Well, here is a subject I figured I would never write about, mostly because it is inapplicable to me. But, with the cold winters of Colorado in my future and the warm winters of south Florida soon behind me, I realized I had to look into this and figure out what to do come winter time.
With temperatures dropping fast, it’s that time of year for some motorcycle riders. So, as you get ready to put your bike away, here are some tips to keep your motorcycle in tip-top shape for the winter.
Obviously this is the first choice if and when possible. Whatever house I end up in, it will have a garage, if not, I would need a storage shed for two motorcycles that I can run electric to in order to keep the battery tenders connected to my motorcycles. If not, worst case scenario, since I’m buying a cargo trailer, I can store it there and run extension cords to it.
I’ve looked into the possibility of storage facilities, but haven’t found any that have electrical hookups, but I don’t feel like driving to one on a regular basis either.

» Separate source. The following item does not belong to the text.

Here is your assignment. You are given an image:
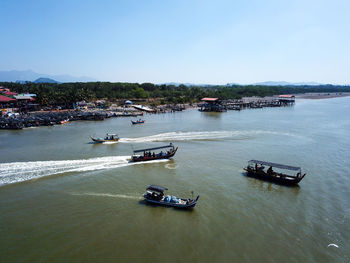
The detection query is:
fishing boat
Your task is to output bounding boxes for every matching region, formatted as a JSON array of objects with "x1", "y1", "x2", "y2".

Living my entire life in Miami, I had no idea dealerships will store your motorcycle during the winter months. Sounds like a great idea. Make it their problem and they will maintain it as well. That is the perfect time to put any upgrades on your motorcycle or required maintenance.
Speaking with someone online a few days ago, I told him I never did upgrades to my motorcycle because I never wanted to be without it for two weeks since Florida is year-round riding weather. Now, I can finally do everything I always wanted to do to my motorcycle.
Even if in a garage, make sure to get a motorcycle cover. Years ago I kept my Goldwing in the garage but without a cover, until I dropped something on the tank and it chipped the paint. Never again.
Now, for covers, believe it or not, I prefer thick bed comforters. You could buy the standard nylon motorcycle cover, but I hate removing it, tying the straps to the rim so the wind doesn’t lift it, or clipping it together. If not, I’m trying to figure out which is the front part. With a thick cover, it slides right off and if something falls on it, the comforter is thick enough to protect it. Just buy one at any Goodwill store.
If you have to have your motorcycle outside, one option is the portable garages that cover your motorcycle. They are pricey, but at least it protects your motorcycle somewhat from the elements; moisture being your biggest enemy.
Try using water repellent spray and that should help somewhat with keeping moisture under control.
As mentioned above, make sure to have a battery tender. It is cheap, twenty dollars or less, and probably the best investment you can make since current continues to flow through the battery, keeping it charged. Sealed batteries have zero maintenance basically, so that is enough. If you are old school, I’ve been told by friends that live up north to rub some Vaseline on the terminals to prevent corrosion.
Anti-freeze is a must to add to your coolant. I should add gas stabilizer to my generator too, but I admit I don’t. But, I’ll make a note now to do so and make sure you do to.
Change it- it’s that simple and the filter as well. And don’t forget to lube the chain as well.
One final thought, I ride a lot less in the summers in south Florida because the weather is brutal. The same way some cannot ride in the winter because of the weather is the same for us in Miami since one hundred degrees does not make for good riding weather. Thus, I like to start up my motorcycles and I also move it from its position since I have read before that keeping the motorcycle in the same spot will flatten the tires over time.